Legislation passed in 2017 raising the minimum age of tobacco purchases in Oregon from 18 to 21 appears to be effectively keeping young people from smoking.

Senate Bill 754, or Tobacco 21, went into effect Jan., 2018. In the last year, data from Oregon Health Authority show, the percentage of Oregonians surveyed who are ages 13-17 and started smoking for the first time decreased from 34% to 25%, and for people ages 18-20, it decreased from 23% to 18%.

Fewer current smokers also reported buying tobacco products, and Oregonians under 21 said it was more difficult to obtain tobacco products.

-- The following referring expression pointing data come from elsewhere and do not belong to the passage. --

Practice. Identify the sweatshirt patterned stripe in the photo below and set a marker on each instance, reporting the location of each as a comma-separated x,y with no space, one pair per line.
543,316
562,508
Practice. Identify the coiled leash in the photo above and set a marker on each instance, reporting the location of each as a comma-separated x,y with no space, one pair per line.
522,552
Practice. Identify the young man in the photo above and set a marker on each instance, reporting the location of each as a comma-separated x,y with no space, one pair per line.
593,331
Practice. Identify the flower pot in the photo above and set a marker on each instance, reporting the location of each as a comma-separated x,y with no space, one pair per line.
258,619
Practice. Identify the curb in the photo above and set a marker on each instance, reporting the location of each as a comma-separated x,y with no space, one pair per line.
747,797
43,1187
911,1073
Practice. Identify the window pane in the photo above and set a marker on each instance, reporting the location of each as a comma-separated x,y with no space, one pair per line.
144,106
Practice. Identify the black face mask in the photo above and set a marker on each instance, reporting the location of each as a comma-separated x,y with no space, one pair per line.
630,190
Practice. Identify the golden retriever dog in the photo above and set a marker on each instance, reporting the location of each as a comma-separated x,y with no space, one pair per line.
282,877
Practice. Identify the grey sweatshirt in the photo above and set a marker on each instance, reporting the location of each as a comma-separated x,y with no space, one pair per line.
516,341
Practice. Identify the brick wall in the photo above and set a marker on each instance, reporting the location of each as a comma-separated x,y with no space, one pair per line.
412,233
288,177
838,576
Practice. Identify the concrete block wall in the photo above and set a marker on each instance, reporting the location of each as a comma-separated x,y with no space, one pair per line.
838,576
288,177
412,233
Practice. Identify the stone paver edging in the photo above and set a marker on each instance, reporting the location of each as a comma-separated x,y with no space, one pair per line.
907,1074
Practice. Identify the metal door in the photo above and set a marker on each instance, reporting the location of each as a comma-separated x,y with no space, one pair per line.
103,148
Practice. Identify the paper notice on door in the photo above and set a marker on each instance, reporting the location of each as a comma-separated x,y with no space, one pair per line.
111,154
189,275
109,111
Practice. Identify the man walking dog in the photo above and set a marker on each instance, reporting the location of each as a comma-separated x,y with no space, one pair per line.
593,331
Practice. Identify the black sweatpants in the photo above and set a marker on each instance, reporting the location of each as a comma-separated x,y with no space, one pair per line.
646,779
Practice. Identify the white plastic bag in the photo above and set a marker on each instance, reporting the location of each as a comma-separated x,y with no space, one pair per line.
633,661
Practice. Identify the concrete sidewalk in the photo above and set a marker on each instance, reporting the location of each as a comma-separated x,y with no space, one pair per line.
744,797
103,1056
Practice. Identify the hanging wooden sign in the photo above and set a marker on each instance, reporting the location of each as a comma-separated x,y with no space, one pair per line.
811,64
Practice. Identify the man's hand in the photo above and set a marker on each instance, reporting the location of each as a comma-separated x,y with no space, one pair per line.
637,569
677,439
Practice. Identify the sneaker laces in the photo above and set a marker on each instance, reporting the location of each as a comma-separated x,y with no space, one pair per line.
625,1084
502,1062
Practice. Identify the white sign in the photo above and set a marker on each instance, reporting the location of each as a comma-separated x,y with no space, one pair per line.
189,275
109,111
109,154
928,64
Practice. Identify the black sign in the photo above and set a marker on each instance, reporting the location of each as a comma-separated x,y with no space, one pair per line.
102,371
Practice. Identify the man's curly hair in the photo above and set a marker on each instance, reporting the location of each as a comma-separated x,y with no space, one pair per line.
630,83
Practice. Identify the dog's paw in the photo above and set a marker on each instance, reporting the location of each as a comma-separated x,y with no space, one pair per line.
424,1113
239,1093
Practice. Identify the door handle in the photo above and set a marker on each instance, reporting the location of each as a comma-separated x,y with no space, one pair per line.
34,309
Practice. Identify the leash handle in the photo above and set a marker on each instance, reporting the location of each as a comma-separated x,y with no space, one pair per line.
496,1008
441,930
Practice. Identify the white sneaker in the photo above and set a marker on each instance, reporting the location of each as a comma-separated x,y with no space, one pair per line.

Oregon is one of five states that has increased the legal age to buy cigarettes and vaping products. Tom Jeanne, deputy state health officer and epidemiologist, said in a statement, "With this and our strong Indoor Clean Air Act, Oregon is a national leader in protecting youth from tobacco use."

While smoking has decreased some among Oregon youth since Tobacco 21 went into effect, OHA reports that retailers outside the Portland Metro area are less likely to ask for proof of age.

"Oregon is one of only nine states that does not have tobacco retail licensure," OHA wrote in its report. "Requiring retailers to obtain a license to sell tobacco can improve enforcement of the sales age."